Chemokine Signaling Facilitates Early-Stage Breast Cancer Survival and Invasion through Fibroblast-Dependent Mechanisms.
Ductal carcinoma in situ (DCIS) is the most common form of breast cancer, with 50,000 cases diagnosed every year in the United States. Overtreatment and undertreatment remain significant clinical challenges in patient care. Identifying key mechanisms associated with DCIS progression could uncover new biomarkers to better predict patient prognosis and improve guided treatment. Chemokines are small soluble molecules that regulate cellular homing through molecular gradients. CCL2-mediated recruitment of CCR2+ macrophages are a well-established mechanism for metastatic progression. Although the CCL2/CCR2 pathway is a therapeutic target of interest, little is known about the role of CCR2 expression in breast cancer.
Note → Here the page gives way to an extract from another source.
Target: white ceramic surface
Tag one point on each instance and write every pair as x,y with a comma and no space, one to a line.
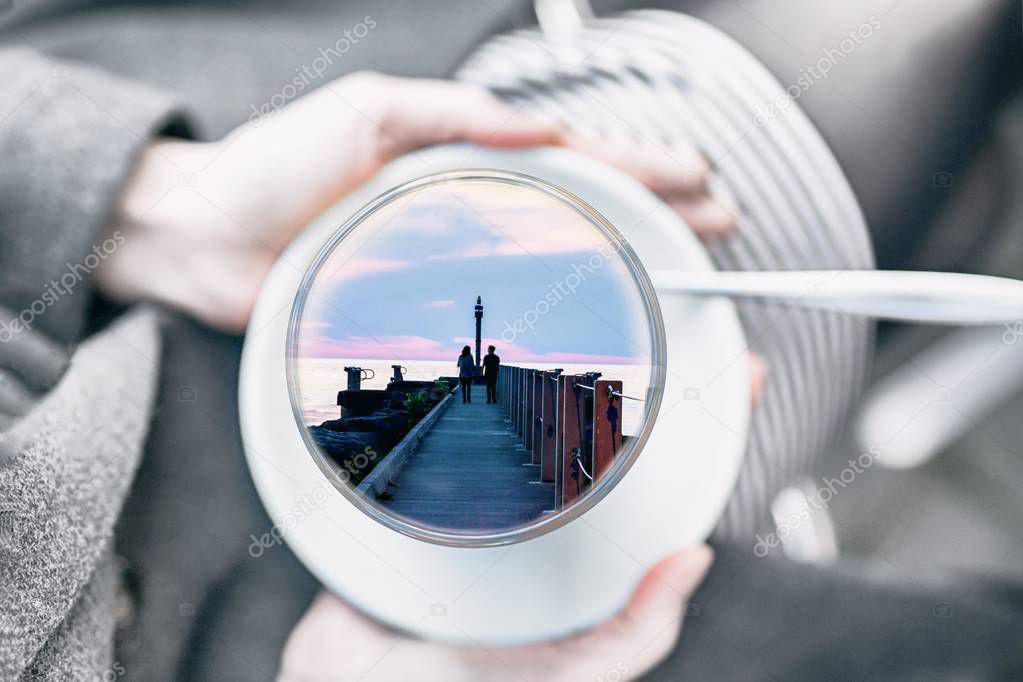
578,574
Here, using a mammary intraductal injection (MIND) model to mimic DCIS formation, the role of CCR2 was explored in minimally invasive SUM225 and highly invasive DCIS.com breast cancer cells. CCR2 overexpression increased SUM225 breast cancer survival and invasion associated with accumulation of CCL2 expressing fibroblasts. CCR2-deficient DCIS.com breast cancer cells formed fewer invasive lesions with fewer CCL2+ fibroblasts. Cografting CCL2-deficient fibroblasts with DCIS.com breast cancer cells in the subrenal capsule model inhibited tumor invasion and survival associated with decreased expression of aldehyde dehydrogenase (ALDH1), a proinvasive factor, and decreased expression of HTRA2, a proapoptotic serine protease. Through data mining analysis, high expression of CCR2 and ALDH1 and low HTRA2 expression were correlated with poor prognosis of breast cancer patients.Implications: This study demonstrates that CCR2 overexpression in breast cancer drives early-stage breast cancer progression through stromal-dependent expression of CCL2 with important insight into prognosis and treatment of DCIS. Mol Cancer Res; 16(2); 296-308. ©2017 AACR.